Walsh, dos veces campeona olímpica, no sólo se destacó en el Campeonato Mundial de Piscina Corta, con siete títulos en total (cinco individuales, dos de relevos) y once récords mundiales (nueve individuales y dos de relevos), sino que también fue una gran ganadora. Por cada récord mundial, los nadadores recibieron un cheque de 25.000 dólares (unos 23.800 euros) de la asociación mundial de natación World Aquatics. Una recompensa costosa para la asociación. Esta semana en Budapest se batieron no menos de 29 récords mundiales, en series, semifinales y finales. En la edición anterior, en 2022 en Melbourne, eran once.
La abundancia de récords mundiales demuestra que la natación internacional se centra seriamente por primera vez en mucho tiempo en la piscina corta: en vísperas de los Juegos Olímpicos, la piscina de 25 metros, que ya tiene menos prestigio que – la piscina de 50 metros – está perdiendo cada vez más relevancia, porque la natación olímpica sólo se practica en piscina larga. El Campeonato de Europa de piscina corta de 2023 estuvo moderadamente ocupado. Esto también puede influir en el hecho de que esta Copa del Mundo sea el primer gran torneo después de los Juegos, fue sugerido por expertos a la NOS. Esto da menos presión, más relajación y quizás por lo tanto mejores tiempos: los calambres son un enemigo en la natación.
Sorprendente plata Tessa Giele
Varios nadadores holandeses de primer nivel se perdieron el torneo, que estuvo bastante cerca de los Juegos Olímpicos del verano pasado. Como Tes Schouten (bronce en París en los 200 metros braza), y los finalistas olímpicos Marrit Steenbergen (100 metros estilo libre) y Arno Kamminga (100 metros braza). Sin embargo, hubo medallas para el equipo holandés. Nyls Korstanje se llevó el bronce en los 50 metros mariposa. El nadador de 25 años ganó su primera medalla individual en un Mundial con 21,68. Y ahí estuvo la sorprendente plata de Giele en los 100 metros mariposa.

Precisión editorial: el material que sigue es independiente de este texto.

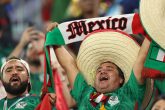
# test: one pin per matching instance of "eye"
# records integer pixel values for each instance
(8, 70)
(20, 69)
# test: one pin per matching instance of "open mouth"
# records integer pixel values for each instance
(104, 78)
(15, 79)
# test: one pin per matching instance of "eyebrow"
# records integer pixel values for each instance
(106, 66)
(12, 67)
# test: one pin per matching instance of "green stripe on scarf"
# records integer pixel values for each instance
(54, 38)
(151, 61)
(49, 71)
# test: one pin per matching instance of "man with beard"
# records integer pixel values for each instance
(15, 75)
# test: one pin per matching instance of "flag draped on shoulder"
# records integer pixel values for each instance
(74, 31)
(155, 62)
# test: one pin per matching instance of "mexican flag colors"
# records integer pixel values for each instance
(155, 62)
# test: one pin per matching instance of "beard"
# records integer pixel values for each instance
(15, 89)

“Estoy muy feliz y también sorprendido”, respondió el sábado a NOS el nadador de 22 años. En la serie, Giele primero mejoró el récord holandés de Inge Dekker de 2009 a 55,71 y luego se clasificó para la final en séptimo lugar con 55,80. Nadó su récord holandés de 54,66 desde la calle 1. “Me gusta empezar desde una calle exterior. Entonces hay menos presión. Al igual que en el Campeonato de Europa de Otopeni (donde ganó el oro en los 50 metros en el Campeonato de Europa de 2023), todo salió muy bien”.
Estrellas internacionales
Muchas estrellas internacionales aprovecharon el Mundial de Budapest para hacerse oír unos meses después de París. Jordan Crooks, de las Islas Caimán, fue el primero en bajar de los 20 segundos en los 50 metros estilo libre: 19,90. Y además de Walsh, Summer McIntosh, de 18 años, también marcó tendencia entre las mujeres. La nadadora canadiense, que ya ganó tres oros y una plata en París, estableció tres récords mundiales. En los 400 metros estilo libre (3.50.25), nadó nada menos que 1,05 segundos por debajo del antiguo récord de la china Li Bingjie de 2022. También anotó en los 200 metros mariposa (en 1.59.32), con su vitoreando a la madre Jill, que una vez nadó con la misma canción en los Juegos Olímpicos de Los Ángeles de 1984.
El sábado, McIntosh rompió el récord mundial en los 400 metros combinados individuales. En 4.15.48 fue más de cuatro segundos más rápida que el antiguo tiempo máximo de la española Mireia Belmonte en 2017 en Eindhoven. La piscina de 25 metros de Budapest es una de sus favoritas, dijo McIntosh al canal deportivo CBC justo antes del torneo. Por los “buenos recuerdos”, dijo, “y es un baño muy rápido”. La piscina (de 50 metros) de París a menudo se consideraba lenta, porque es relativamente poco profunda y produciría más olas, aunque esto fue cuestionado por algunos nadadores. estaban en paris cuatro récords mundialesmenos que en Tokio (seis) y Río de Janeiro (ocho).